The image was photographed with my 1Ds2 and 90 mm. lens, using shift to create a 3 image stitch. This was then slightly cropped to get the final composition. I could just as easily stitched with any normal zoom, but I did have the opportunity to match plane of focus with the surface of the plate without standing right over it and blocking the light.

Monday, July 02, 2007

Andy In Running

Andy Ilachinski is a fellow photographer and blogger, who has made a number of worthwile contributions in his comments to this blog. Well, Andy is a darn good photographer and is one of three finalists in the "Make A Book' contest at Black and White Photography Magazine.

The magazine is looking for people to vote on their favorite of the three. Do click on the link and make up your own mind - it won't be simple, all three are very good photographers and no, I'm not going to tell you who to vote for, use your own judgement.

Hey, maybe we can strike up enough interest to force a second printing - now wouldn't that be something.

Favorites Gallery Added To Website

I have added a new gallery to my website consisting of 24 of my personal favorite images, extending over 30 years, film to digital, black and white and colour.
It can be found at Favorites. These are images which are important to me for a variety of reasons ranging from 'I simply like it' to it was the first of a new step forward.

Sunday, July 01, 2007

Another From The Bridge

This is an interesting photograph. I was actually photographing the other dicrection, across the river, turned and noticed this and quickly grabbed the shot without any real thought as to placement - it just seemed right, so why mess with it.

Only after the fact do we recognize a number of elements in the image which help it work - note the placement of the left end of the railing relative to the white pillar in the background - had the railing matched the edge of the pillar or overlapped the edge it wouldn't have been as nice.

Note the radiating lines on the right side of the print created by the wide angle lens - from the rows of bricks in the retaining wall to the splaying lines of the railing, continued on into the line of the drainpipe.

How about the bright central pillar and the way it is arranged against the pillar behind, the curved arch to it's right and even the mark on the concrete to the left of the top of the pillar seeming to extend from the flare in the pillar.

Even the furthest end of the railing (after the turn, is perfectly aligned with the rest of the railing so the end shows nicely.

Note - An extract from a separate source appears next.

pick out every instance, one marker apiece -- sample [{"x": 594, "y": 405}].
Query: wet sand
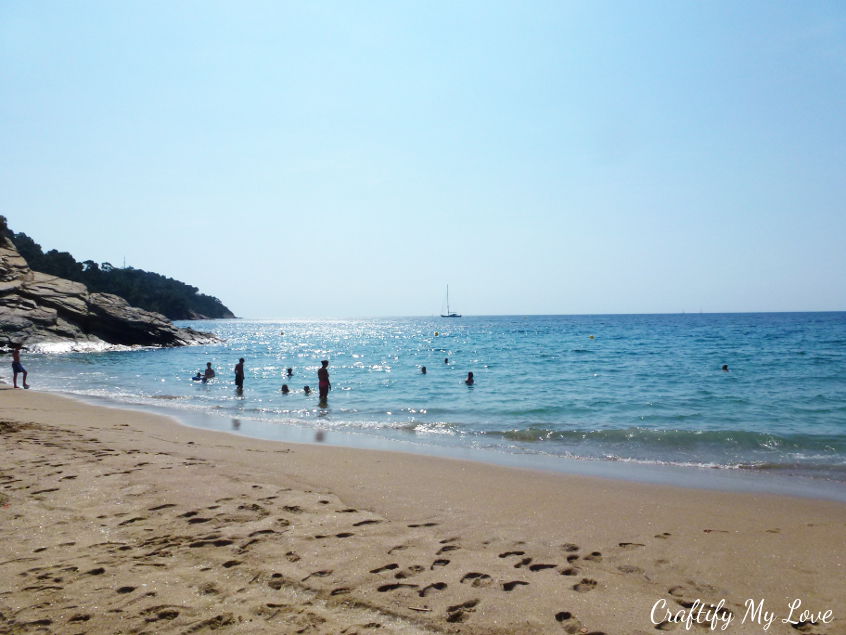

Absolutely none of this was planned - none of it even noticed when I took the picture - I simply recognized the rightness of it and plunked the tripod down in front of my eye and make the picture, without a single move of the tripod.

Luck? Perhaps, but I find this kind of luck happens all too often. I think instead that having photographed for many years, I recognize the rightness of compositions without analyzing them - part practice, part looking at good images. This kind of 'shooting because it's right' without analysis happens too often just to be luck.

It does raise one concern though - this kind of luck depends on being in exactly the right place at the right time - surely I could find a lot more good images if I put myeslf in a variety of locations, left right, up down, to and fro, so that I might find that right spot more often, even better is to actually think about it and recognize that moving in a certain direction is going to strengthen the image.

Still, I'm not going to reject such 'lucky' shots when offered me.